Dopamine deficiency may have the opposite effect. Although dopamine levels in the neurological system are tightly regulated, Healthline offers seven suggestions that you might try to increase dopamine levels in your brain when you're unmotivated, dull, or inattentive.

Get enough sleep

Dopamine is a brain chemical that produces alertness and awake emotions when made. According to animal studies, dopamine levels normally decrease in the evening and are heavily released in the morning when it's time to wake up. However, dopamine receptors in people's brains decrease significantly by the morning when they are made to stay awake all night.

Regular exercise

Regular exercise can raise endorphin levels and elevate mood like it can solve most health issues. Even 10 minutes of aerobic exercise can improve mood, although the benefits are usually greatest after at least 20 minutes.

Consume a lot of protein

Amino acids, which are more compact building blocks, make up proteins. Tyrosine, one amino acid, is essential for the synthesis of dopamine. Tyrosine levels must be enough for dopamine production since your body's enzymes can convert tyrosine to dopamine. Both phenylalanine and tyrosine are naturally occurring amino acids that can be found in diets high in protein. According to studies, boosting the diet's tyrosine and phenylalanine content fosters critical thinking and enhances memory.

Consume probiotics

In recent years, scientists have learned how intimately connected the gut and brain are.
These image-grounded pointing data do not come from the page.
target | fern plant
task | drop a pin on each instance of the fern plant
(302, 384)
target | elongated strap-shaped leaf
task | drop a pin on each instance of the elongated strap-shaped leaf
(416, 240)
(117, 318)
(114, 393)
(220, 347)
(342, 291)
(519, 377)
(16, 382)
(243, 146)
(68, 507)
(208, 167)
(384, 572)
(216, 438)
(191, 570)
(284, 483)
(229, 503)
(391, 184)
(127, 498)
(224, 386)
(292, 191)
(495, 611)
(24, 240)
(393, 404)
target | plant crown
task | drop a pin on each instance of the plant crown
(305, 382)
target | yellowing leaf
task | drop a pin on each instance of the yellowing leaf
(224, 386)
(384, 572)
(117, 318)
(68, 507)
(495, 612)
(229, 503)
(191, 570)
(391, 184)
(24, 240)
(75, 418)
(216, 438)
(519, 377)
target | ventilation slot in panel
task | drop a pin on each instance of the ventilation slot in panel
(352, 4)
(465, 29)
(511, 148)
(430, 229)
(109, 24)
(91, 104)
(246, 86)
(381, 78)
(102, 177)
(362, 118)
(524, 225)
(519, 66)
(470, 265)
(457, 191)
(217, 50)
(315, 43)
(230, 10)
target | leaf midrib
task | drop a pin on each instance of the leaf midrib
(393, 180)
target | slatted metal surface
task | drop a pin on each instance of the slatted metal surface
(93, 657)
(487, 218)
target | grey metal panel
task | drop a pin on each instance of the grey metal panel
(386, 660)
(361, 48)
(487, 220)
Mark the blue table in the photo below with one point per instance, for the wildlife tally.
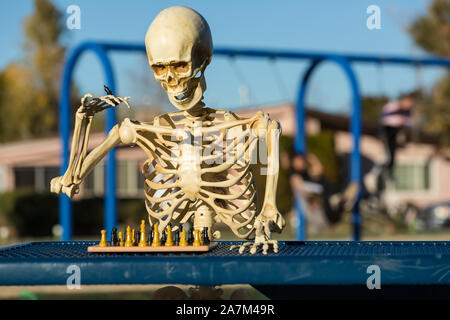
(297, 265)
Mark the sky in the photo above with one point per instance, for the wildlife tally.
(321, 25)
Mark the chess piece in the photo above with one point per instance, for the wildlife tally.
(176, 237)
(114, 238)
(163, 238)
(121, 242)
(128, 241)
(169, 241)
(143, 235)
(183, 242)
(156, 241)
(190, 238)
(197, 237)
(150, 236)
(205, 237)
(137, 237)
(103, 242)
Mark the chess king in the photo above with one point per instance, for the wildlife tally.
(201, 165)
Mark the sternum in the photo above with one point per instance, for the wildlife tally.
(189, 170)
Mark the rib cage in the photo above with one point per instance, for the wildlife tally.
(227, 183)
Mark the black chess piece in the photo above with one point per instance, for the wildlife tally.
(205, 237)
(114, 237)
(176, 237)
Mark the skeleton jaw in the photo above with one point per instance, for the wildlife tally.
(189, 98)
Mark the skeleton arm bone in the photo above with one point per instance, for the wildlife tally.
(68, 183)
(269, 212)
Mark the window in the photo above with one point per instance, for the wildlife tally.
(412, 177)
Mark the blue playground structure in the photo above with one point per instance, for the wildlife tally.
(101, 49)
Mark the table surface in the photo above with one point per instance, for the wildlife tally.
(296, 263)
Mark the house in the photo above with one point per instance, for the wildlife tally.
(422, 174)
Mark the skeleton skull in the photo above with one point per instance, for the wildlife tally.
(179, 48)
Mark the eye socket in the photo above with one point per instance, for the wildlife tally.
(159, 69)
(181, 67)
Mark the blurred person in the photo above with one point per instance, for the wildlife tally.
(322, 205)
(396, 117)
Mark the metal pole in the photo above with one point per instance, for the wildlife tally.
(65, 206)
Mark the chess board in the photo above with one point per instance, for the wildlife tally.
(149, 249)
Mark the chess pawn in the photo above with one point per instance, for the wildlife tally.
(197, 237)
(114, 239)
(190, 238)
(137, 237)
(205, 237)
(121, 242)
(150, 236)
(176, 237)
(163, 238)
(103, 242)
(183, 242)
(169, 241)
(156, 241)
(128, 241)
(143, 237)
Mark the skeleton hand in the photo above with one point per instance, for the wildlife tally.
(57, 186)
(268, 221)
(90, 107)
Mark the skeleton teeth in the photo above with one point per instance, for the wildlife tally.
(180, 96)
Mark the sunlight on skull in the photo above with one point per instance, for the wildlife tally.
(179, 48)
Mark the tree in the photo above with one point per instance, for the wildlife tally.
(432, 33)
(29, 90)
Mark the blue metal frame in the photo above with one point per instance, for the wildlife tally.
(101, 49)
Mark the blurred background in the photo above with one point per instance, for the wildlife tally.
(407, 200)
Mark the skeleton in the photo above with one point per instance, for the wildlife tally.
(194, 171)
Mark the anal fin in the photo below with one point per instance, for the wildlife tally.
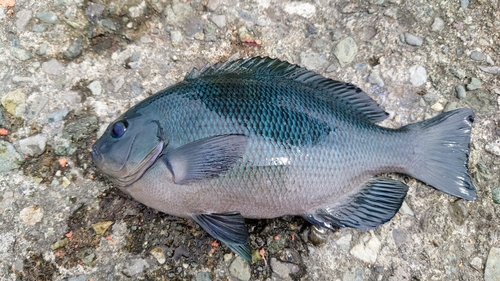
(376, 204)
(230, 229)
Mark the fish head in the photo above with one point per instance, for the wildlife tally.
(128, 147)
In fact, the soul is frequently referred to as the "second brain" because it contains nerve cells that create neurotransmitter signaling molecules like dopamine. Your stomach has specific species of bacteria that can also produce dopamine. So, certain bacterial strains, such as probiotics, can lessen the symptoms of anxiety and depression when ingested in sufficient amounts.

Obtain adequate sunlight

People who experience seasonal affective disorder (SAD), which occurs when they do not receive enough sunlight during the winter, may experience sadness or depression. Reduced amounts of neurotransmitters that improve mood can occur during times of little sun exposure. In a research of 68 healthy persons, it was discovered that the dopamine receptor density was highest in those exposed to the most sunlight in the previous 30 days.

Eat velvet beans

High concentrations of L-dopa, a dopamine precursor chemical, are found naturally in velvet beans. According to studies, eating these beans may naturally increase dopamine levels, particularly in those with Parkinson's disease.